Disclaimer: ni soy rubia ni he sido la creadora del mágico Potterverso que tantas sonrisas y lágrimas nos ha sacado. Pues eso, todos los méritos a J. .
"Este fic participa en el minireto de septiembre para "La Copa de la Casa 2014-15" del foro La Noble y Ancestral Casa de los Black."
Aquella noche de invierno podría haber sido como cualquier otra, una velada más que cubría de nieve las calles de Londres. El aire era fino y agudo, gélido como lo dictaban las fechas.
Un nutrido grupo de jóvenes destacaba en mitad del Callejón Diagón. La gente se detenía a su paso para contemplarles con los ojos muy abiertos, señalándoles y dudando si acercarse o no.
Los murmullos prendieron como una mecha y encendieron el ambiente, tiñendo la oscuridad con los tan conocidos nombres de todos ellos.
Pero los aludidos ignoraban con maestría el revuelo causado. No, nada de entrevistas ni preguntas ese día. Aquella era su noche, e iban a disfrutarla.
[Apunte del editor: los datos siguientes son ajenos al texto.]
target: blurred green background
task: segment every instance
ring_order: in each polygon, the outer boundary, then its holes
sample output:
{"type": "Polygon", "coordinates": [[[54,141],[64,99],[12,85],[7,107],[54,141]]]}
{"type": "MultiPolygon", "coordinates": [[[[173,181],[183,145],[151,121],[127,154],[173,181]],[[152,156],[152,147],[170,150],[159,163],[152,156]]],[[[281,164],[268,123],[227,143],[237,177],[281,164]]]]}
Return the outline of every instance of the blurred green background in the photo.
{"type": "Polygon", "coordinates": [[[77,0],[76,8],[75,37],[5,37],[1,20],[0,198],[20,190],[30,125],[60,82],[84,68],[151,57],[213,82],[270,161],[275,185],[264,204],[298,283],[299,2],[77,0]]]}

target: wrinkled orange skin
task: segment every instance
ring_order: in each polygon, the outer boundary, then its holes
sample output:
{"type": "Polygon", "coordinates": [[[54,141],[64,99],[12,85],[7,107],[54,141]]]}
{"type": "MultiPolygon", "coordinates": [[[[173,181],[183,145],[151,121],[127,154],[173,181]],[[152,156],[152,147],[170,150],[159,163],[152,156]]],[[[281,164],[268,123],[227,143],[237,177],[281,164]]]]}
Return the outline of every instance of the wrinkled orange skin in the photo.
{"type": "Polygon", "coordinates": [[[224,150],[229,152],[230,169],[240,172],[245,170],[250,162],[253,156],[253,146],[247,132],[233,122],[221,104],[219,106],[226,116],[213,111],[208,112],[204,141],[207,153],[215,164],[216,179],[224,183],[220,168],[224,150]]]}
Ninguno había faltado a la improvisada reunión: Harry, Hermione, Ron, Neville, Luna, Ginny, George… incluso Ernie Macmillan y Hannah Abbott estaban allí. El objetivo de su encuentro era sencillo: celebrar que de nuevo eran libres.
Ay, si aquella hubiera sido realmente una noche como otra cualquiera…
Un destello verdoso relució en el callejón más cercano, y Ernie, el único que lo detectó, se excusó un instante de sus compañeros, instándoles a continuar su camino.
Tal vez, si no hubiera sido tan curioso…
Pero el joven Hufflepuff se sintió atraído por aquel juego de luces que parecía llamarlo desde las sombras, y se acercó ingenuamente a él hasta entrar solo en el sucio callejón. Entonces, tras las chispas verdes apareció una varita, y para cuando Ernie comprendió la trampa en la que había caído, ya era demasiado tarde.
La maldición fue un susurro veloz, certero, letal e imparable, y el cuerpo del joven se desplomó sobre la nieve grisácea con una mueca de terror grabada en el rostro.
Augustus Rookwood, uno de los pocos mortífagos que seguían escurriéndose de las manos del Ministerio y escapando de su inevitable condena, dio un paso adelante, esbozando una pérfida sonrisa. Después, se volvió y contempló la figura a sus espaldas:
—No pongas esa cara —rió—. Serás recompensado por la ayuda que nos estás prestando. Recuerda que ahora estás en el bando adecuado.
Y dicho esto, se internó de vuelta al callejón, dejando tras de sí el cadáver de Ernie y, junto a él, a un vacilante y confuso Zacharias Smith que contemplaba en silencio el cuerpo sin vida de su antiguo compañero de casa, dividido entre la culpa y el temor. Sabiéndose un traidor.